EARNINGS CALL

Meredith Looks To Grow Share In Ad Downturn

Local Media Group President Patrick McCreery gave analysts some detail on category performance. “The most impacted … was automotive. Our largest category now — as has been for the last year — is professional services. And that seems to be suffering less than some of the other categories.”

Meredith Corp. told Wall Street analysts this morning following release of earnngs numbers that the current quarter is pacing down 40% in advertising revenues for the company’s television and digital properties. That’s in line with what other TV groups had earlier reported.

“While we do not know when advertising conditions will improve, our goal is to grow market share as we had in prior times of economic difficulty,” said Meredith President-CEO Tom Harty. He noted that this advertising downturn has been swifter and more severe than what was experienced in the Great Recession.

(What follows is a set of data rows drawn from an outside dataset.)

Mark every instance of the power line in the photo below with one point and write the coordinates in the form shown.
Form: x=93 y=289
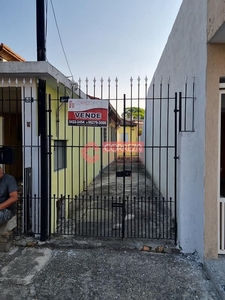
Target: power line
x=61 y=39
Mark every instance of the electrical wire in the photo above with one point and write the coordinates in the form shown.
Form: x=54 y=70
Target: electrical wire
x=60 y=39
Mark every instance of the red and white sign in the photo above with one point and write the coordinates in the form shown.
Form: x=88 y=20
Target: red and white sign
x=88 y=112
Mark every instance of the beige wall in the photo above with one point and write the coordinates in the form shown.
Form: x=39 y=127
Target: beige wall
x=216 y=16
x=215 y=69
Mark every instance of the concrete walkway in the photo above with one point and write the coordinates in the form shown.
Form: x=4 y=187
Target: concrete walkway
x=215 y=269
x=47 y=272
x=98 y=211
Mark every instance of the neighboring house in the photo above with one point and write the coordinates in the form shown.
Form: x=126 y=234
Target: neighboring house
x=195 y=53
x=69 y=170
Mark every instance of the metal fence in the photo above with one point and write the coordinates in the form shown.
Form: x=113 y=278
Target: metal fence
x=119 y=180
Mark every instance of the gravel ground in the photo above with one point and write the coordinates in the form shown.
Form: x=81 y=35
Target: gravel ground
x=102 y=274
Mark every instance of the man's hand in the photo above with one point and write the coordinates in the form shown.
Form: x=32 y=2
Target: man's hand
x=13 y=197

Asked about categories impacted for national advertising in Meredith’s magazine business, Harty’s answer will sound quite familiar to people in the television business as well. “What we’re seeing on the national side, not surprisingly, the categories that are feeling pressure: Automotive, entertainment, obviously luxury and retail, and travel are the categories where we are seeing the most pressure. On the positive side, the areas that are holding up well are pharma, pets, home — and food early on. We’re getting a little decline in food now because some food advertisers don’t have enough inventory and have actually paused a little bit in the current month,” the CEO said.

Print, he noted, is repeating the experience of the previous downturn by holding up better than digital and local TV. “But when we come out of the recovery, we believe because of the lead times of print, we believe that the broadcast and digital space will probably come back quicker, so we may see a reverse in timing from quarter to quarter when we start to come out of it,” Harty told analysts.

For the TV group, Local Media Group President Patrick McCreery gave the analysts some detail on category performance. “The most impacted on Local Media was automotive. Our largest category now — as has been for the last year — is professional services. And that seems to be suffering less than some of the other categories,” he said.

Political was four times that of 2018 in the fiscal third quarter ended March 31 and double that of the previous presidential election year in 2016. New CFO Jason Frierott pegged political as up $10 million in the quarter, while ad cancellations across both the local and national media segments totaled $17 million as the pandemic impact hit. A plus was retransmission consent revenues, which rose by $8 million.

BRAND CONNECTIONS

Like other broadcasters, Meredith’s TV group is seeing a gradual decline in subscribers at the MVPDs and vMVPDs paying retrans. Nonetheless, McCreery insisted, “We still have a few turns of the screw on retransmission growth.”

Meredith initiated cash conservation moves in April. That included the board of directors “pausing” the stock dividend, which Harty insists will be resumed when certain financial objectives are met. Directors’ fees were cut and salaries were reduced for top executives and the company’s more highly compensated employees. Frierott reported that the pay reductions affected 60% of Meredith’s employees. The company has also reduced planned capital expenditures by about half.